Retour vers le passé : la coulée de Saint-Louis

Photo d'un athlète en pleine coulée lors d'un événement en 1918.
Photo d'un athlète en pleine coulée lors d'un événement en 1918.

Les Jeux Olympiques regorgent de champions, de records et de merveilleuses histoires mais le plus grand événement sportif du monde a également été le théâtre de scènes très originales, étranges, émouvantes, tristes ou cocasses. Chaque semaine, nous vous sortons des archives l’une de nos meilleures histoires. Cette semaine : prêt pour la coulée du début de siècle ?

À vos marques, prêtes, plongez !

Vous connaissez le saut en longueur, mais connaissez-vous le plongeon en longueur ? (plunge for distance, en anglais). Ce n’est pas une blague, et c’était même un sport olympique ! L’idée est simple et peut-être même évidente, mais voici une brève description : en position arrêtée et debout sur une plateforme, il fallait plonger et réaliser une coulée la plus loin possible. La performance était mesurée après 60 secondes sous l’eau, ou bien lorsque que la tête du plongeur refaisait surface. 

Pour plus de précision, voici la définition qu’avait apportée l’association de natation américaine : « Un plongeon à partir d’une position statique d’une plateforme située à une hauteur de 45 cm (18 pouces) au-dessus de l’eau. Une fois que le plongeur a rejoint l’eau, il réalise une coulée de 60 secondes sans l’aide des bras, ni des jambes. »

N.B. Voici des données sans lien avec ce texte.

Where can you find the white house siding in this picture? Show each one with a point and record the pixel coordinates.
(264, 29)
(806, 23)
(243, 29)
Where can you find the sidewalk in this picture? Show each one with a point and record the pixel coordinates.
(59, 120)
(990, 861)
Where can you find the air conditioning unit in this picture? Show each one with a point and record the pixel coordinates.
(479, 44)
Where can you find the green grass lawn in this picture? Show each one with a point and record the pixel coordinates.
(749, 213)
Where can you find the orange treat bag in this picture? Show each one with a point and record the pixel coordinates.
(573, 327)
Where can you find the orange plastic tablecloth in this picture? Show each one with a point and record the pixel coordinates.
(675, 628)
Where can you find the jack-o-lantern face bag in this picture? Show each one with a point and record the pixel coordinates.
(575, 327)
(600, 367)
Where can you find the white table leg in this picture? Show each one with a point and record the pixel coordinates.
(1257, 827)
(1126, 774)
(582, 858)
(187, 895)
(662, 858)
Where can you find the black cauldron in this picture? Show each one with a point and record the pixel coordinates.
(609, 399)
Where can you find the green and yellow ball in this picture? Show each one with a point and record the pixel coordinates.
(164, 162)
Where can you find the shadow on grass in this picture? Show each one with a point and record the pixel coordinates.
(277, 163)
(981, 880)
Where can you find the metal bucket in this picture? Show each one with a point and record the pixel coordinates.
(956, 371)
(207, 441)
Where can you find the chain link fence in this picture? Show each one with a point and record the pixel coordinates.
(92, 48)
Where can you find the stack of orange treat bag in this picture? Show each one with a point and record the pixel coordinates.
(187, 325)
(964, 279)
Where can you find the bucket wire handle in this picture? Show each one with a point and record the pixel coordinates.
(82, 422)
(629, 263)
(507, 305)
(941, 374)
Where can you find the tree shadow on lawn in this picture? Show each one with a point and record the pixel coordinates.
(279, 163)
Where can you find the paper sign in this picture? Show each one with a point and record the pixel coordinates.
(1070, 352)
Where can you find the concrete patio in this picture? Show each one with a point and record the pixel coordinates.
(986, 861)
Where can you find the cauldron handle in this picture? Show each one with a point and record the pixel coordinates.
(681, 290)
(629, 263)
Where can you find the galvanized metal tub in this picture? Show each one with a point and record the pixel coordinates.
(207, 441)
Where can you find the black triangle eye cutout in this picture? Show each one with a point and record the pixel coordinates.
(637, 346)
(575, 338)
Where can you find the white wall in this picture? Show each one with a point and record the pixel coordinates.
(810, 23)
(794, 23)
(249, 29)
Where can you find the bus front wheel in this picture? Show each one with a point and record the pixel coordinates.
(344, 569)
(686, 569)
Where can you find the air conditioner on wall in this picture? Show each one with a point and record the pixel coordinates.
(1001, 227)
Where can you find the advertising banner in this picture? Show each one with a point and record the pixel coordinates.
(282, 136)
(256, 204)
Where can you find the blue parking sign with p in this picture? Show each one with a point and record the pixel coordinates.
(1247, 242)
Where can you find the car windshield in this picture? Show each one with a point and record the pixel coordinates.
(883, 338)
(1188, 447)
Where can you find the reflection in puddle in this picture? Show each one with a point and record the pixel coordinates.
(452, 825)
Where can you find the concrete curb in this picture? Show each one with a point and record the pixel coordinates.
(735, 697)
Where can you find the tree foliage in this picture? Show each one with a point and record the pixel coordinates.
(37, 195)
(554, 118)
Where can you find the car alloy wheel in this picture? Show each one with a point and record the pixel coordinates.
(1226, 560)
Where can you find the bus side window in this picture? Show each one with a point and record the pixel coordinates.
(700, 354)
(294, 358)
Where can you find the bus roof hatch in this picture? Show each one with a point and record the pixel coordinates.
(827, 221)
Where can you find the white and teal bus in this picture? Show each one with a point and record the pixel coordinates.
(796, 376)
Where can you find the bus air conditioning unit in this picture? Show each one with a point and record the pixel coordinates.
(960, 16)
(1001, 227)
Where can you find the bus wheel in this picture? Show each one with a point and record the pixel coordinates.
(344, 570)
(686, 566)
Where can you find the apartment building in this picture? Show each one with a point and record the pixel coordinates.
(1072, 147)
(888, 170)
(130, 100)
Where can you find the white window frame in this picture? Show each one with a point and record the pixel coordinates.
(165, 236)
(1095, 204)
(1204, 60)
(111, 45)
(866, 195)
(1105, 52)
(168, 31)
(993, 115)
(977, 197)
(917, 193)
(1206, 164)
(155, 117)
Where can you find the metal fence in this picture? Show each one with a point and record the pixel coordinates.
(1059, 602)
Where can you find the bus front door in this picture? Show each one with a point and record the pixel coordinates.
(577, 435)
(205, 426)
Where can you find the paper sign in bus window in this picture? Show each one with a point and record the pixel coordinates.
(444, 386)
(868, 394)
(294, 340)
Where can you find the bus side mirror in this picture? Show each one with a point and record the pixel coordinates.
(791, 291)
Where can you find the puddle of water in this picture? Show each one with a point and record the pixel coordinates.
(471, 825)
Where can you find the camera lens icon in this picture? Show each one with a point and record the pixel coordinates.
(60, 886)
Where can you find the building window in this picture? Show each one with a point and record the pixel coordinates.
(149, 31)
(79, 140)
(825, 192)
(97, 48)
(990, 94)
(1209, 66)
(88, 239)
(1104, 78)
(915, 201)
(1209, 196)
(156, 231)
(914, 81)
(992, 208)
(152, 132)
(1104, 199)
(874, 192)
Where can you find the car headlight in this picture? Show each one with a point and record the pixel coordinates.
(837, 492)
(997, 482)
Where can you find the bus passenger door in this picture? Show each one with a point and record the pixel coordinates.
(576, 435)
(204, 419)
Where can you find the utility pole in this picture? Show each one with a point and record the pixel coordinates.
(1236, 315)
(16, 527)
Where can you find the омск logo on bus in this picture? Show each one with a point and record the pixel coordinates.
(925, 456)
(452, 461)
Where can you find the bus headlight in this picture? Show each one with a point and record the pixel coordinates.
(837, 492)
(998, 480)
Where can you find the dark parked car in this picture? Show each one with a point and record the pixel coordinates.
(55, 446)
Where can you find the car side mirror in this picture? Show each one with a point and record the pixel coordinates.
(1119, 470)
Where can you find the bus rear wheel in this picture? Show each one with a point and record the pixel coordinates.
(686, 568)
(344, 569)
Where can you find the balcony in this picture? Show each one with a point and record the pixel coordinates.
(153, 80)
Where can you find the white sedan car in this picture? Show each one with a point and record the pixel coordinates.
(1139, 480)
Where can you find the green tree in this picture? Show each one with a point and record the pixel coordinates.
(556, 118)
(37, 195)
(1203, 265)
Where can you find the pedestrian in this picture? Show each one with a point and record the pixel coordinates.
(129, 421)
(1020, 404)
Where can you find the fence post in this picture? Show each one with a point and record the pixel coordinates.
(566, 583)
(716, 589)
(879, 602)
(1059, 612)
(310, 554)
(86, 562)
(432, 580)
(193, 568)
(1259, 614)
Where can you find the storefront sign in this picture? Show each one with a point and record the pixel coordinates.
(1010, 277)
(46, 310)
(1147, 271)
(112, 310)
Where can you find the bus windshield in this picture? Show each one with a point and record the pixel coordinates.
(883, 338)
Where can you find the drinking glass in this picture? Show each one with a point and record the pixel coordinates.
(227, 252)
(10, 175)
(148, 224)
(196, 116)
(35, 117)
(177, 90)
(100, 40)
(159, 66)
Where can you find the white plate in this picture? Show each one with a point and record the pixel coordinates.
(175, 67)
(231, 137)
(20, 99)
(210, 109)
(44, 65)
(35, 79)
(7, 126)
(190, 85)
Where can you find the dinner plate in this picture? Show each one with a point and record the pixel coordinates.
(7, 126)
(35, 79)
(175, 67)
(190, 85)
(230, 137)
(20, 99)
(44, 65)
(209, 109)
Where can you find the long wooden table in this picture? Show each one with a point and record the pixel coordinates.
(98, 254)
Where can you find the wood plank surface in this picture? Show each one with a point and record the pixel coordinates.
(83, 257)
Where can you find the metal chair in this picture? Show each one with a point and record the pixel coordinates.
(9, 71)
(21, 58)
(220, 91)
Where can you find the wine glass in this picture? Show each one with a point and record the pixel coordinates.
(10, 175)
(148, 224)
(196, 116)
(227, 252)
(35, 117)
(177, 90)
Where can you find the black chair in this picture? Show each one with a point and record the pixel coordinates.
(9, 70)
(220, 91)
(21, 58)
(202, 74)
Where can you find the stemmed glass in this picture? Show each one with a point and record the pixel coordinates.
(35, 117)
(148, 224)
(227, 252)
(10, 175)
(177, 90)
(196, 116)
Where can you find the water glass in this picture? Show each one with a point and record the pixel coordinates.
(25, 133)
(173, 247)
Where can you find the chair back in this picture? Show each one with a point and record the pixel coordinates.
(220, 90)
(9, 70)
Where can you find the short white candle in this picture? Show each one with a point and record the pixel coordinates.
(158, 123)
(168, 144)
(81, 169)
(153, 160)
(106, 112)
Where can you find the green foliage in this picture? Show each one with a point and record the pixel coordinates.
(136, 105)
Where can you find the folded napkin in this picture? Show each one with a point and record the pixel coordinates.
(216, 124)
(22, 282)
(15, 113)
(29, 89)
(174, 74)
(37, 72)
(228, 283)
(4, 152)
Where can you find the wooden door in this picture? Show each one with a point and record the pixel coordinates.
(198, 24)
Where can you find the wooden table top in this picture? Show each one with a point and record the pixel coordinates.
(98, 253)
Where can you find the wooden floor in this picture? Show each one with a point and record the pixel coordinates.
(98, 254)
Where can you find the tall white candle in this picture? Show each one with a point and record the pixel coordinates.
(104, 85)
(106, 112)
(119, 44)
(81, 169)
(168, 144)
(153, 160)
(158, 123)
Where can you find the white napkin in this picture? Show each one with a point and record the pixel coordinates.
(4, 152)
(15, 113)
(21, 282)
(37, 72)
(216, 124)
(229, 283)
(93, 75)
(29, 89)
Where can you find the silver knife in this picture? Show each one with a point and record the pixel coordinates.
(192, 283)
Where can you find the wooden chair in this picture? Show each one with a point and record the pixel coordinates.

’équipe olympique de natation de New-York des Jeux Olympiques de 1904.
’équipe olympique de natation de New-York des Jeux Olympiques de 1904.
Domaine public / New York Athletic Club

L’apogée de Saint-Louis…

Lors des Jeux Olympiques de 1904 à Saint-Louis (USA), le plongeon en longueur faisait partie du programme olympique. Un choix légitime compte tenu de la popularité de ce sport à la fin du XIXe siècle. Pour la petite histoire, c’est l’Américain Paul Dickey

… Et le déclin éclair

Pour différentes raisons, l’expérience de Saint-Louis n’a pas été réitérée quatre ans plus tard lors des Jeux Olympiques de Londres 1908. La principale raison étant que cette discipline était considérée comme « pas assez athlétique ». Le journaliste John Kiernan avait alors écrit dans le New York Times : « De simples montagnes de gras tombant dans l’eau avec plus ou moins de succès qui comptent sur l’inertie pour remporter des points ». Une description peu élogieuse…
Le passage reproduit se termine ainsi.